Nach ein paar Minuten hörte ich meine Mutter, die mich in leicht genervtem Ton fragte, wo ich denn bliebe, und dass meine Schulkollegen schon draußen auf mich warteten. Also polterte ich die Stiege wieder runter, um mich noch von meinen Eltern zu verabschieden. Sie wünschten mir einen schönen Tag. Ich erwiderte ihre Glückwünsche und zog mir den warmen Filzmantel und meine Lederschuhe an.

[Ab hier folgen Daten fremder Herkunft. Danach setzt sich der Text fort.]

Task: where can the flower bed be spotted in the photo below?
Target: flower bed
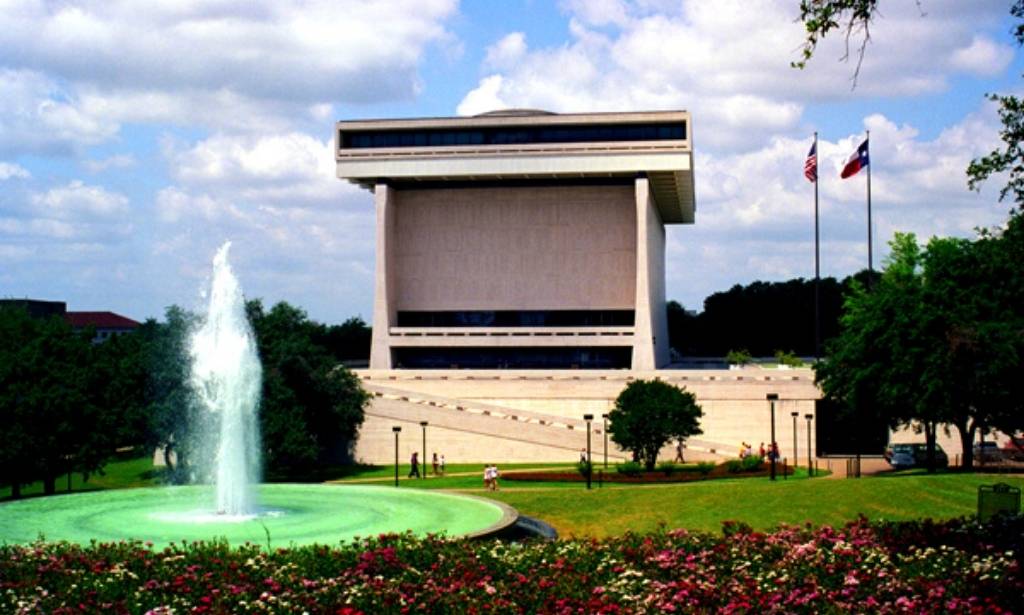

Dann ging ich nach draußen. Die eisige Luft schlug mir ins Gesicht, mein Atem verwandelte sich in Rauch. „Da bist du ja endlich!“, sagte Mark. Peter fügte noch hinzu: „Wir müssen uns beeilen, wenn wir noch rechtzeitig zu Unterrichtsbeginn in der Schule sein wollen!“ – „Dann laufen wir, oder?“, fragte ich. Beide nickten und wir rannten los. Wir huschten noch rechtzeitig in die Klasse. Ich war schon am Nachhauseweg, als Mark plötzlich ganz aufgeregt auf mich zu rannte. Er sagte: „Guck mal, was ich habe!“ Er hatte eine Dose aus Aluminium in der Hand, sie sah aus wie eine Bonbondose. „Das sind Kaugummis“, erklärte er mir, „probier mal!“

Ich steckte den Kaugummi ganz vorsichtig in den Mund. Während er eine große Blase machte und sie zerplatzen ließ. „Ja, es schmeckt wirklich wie ein Minzbonbon! Herrlich! So etwas brauch ich auch!! Wo hast du das her?“

Mark flüsterte: „Du darfst es niemandem verraten!! Versprich mir das! Ich habe es von einem englischen Soldaten geschenkt bekommen!“ Ich war fasziniert und ein bisschen erschrocken darüber, weil mir meine Eltern den Kontakt mit Soldaten streng verboten hatten. Er versprach mir, noch solche Kaugummis zu besorgen, da ich sein bester Freund war.

Jedes Mal, wenn ich einen Kaugummi esse, muss ich an diese Geschichte denken.